Weber fordert Eichel zu „beherzter“ Konsolidierung auf
Eichel und Bundesbank weiter nicht auf einer Linie

Im Streit um die Zukunft des Stabilitätspaktes sind Bundesbank und Bundesregierung nach wie vor unterschiedlicher Meinung, auch wenn es in einigen Punkten Übereinstimmungen über die Vorschläge der EU-Kommission zur Reform des Paktes gibt. Es gebe nach wie vor großen Diskussionsbedarf, teilten Finanzminister Hans Eichel (SPD) und Bundesbankpräsident Axel Weber am Mittwoch nach einem Treffen in Frankfurt/Main mit.

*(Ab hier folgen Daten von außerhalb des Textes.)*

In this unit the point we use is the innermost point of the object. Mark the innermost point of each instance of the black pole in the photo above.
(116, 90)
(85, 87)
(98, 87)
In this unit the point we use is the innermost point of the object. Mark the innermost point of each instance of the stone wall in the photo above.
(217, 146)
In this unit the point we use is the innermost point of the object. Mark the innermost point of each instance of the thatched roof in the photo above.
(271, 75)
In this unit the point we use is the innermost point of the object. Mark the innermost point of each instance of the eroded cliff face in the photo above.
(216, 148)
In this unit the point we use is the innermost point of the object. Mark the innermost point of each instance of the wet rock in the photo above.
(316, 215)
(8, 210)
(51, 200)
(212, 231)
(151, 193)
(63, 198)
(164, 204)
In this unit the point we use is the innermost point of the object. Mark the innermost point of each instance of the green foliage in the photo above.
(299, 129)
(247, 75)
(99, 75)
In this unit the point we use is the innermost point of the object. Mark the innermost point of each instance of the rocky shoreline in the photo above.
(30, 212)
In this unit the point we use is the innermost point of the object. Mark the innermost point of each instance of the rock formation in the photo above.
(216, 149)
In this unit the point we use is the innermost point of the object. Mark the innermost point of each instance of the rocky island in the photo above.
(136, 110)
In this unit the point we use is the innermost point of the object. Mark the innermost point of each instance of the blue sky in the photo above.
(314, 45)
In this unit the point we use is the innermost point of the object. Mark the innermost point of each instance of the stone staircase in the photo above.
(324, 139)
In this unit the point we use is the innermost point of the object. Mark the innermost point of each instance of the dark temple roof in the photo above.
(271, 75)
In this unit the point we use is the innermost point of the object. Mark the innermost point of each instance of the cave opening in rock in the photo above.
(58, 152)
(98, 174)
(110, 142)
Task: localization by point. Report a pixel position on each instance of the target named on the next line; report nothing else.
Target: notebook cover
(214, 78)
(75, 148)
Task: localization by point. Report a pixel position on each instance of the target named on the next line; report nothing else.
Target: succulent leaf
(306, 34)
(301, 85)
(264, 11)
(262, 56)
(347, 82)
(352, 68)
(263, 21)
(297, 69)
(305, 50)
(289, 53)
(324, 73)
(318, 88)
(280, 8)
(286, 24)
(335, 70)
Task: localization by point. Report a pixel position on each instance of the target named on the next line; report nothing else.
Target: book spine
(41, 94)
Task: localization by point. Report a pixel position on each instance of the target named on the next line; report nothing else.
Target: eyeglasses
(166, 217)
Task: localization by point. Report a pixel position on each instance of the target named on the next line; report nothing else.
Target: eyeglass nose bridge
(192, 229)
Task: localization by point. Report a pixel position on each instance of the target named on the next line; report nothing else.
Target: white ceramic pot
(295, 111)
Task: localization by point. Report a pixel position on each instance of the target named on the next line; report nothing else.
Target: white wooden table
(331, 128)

HB FRANKFURT/MAIN/BERLIN. Die Meinungen gehen insbesondere in der Frage der Umsetzung des Paktes auseinander. Im Gegensatz zu Weber sieht Eichel keinen Automatismus zu Sanktionen bei Verstößen gegen die Kriterien des Paktes. Es gebe unterschiedliche Ansichten über die „Interpretation der Schritte des Verfahrens im Stabilitätspakt“, hieß es nach dem Treffen in der Bundesbankzentrale. Einig sind sich Bundesbank und Bundesregierung Weber zufolge darüber, dass die präventiven Elemente des Paktes gestärkt werden müssen und in guten Zeiten mehr gespart werden muss.

Zwischen Eichel und der Bundesbank war nach Bekanntgabe der Reformvorschläge der EU-Kommission für den Euro-Stabilitätspakt ein schwerer Konflikt ausgebrochen. Die Notenbanker hatten die Pläne kritisiert, was von Eichel ungewöhnlich scharf zurückgewiesen worden war. Die Bundesbank befürchtet eine Schwächung des Paktes. Nach den Vorschlägen sollen EU-Staaten in wirtschaftlichen Schwächephasen mehr Spielraum beim Abbau ihres Defizits erhalten. Die Defizitobergrenze von drei Prozent des Bruttoinlandsprodukts (BIP) und die maximale Verschuldung von 60 % des BIP sollen bleiben.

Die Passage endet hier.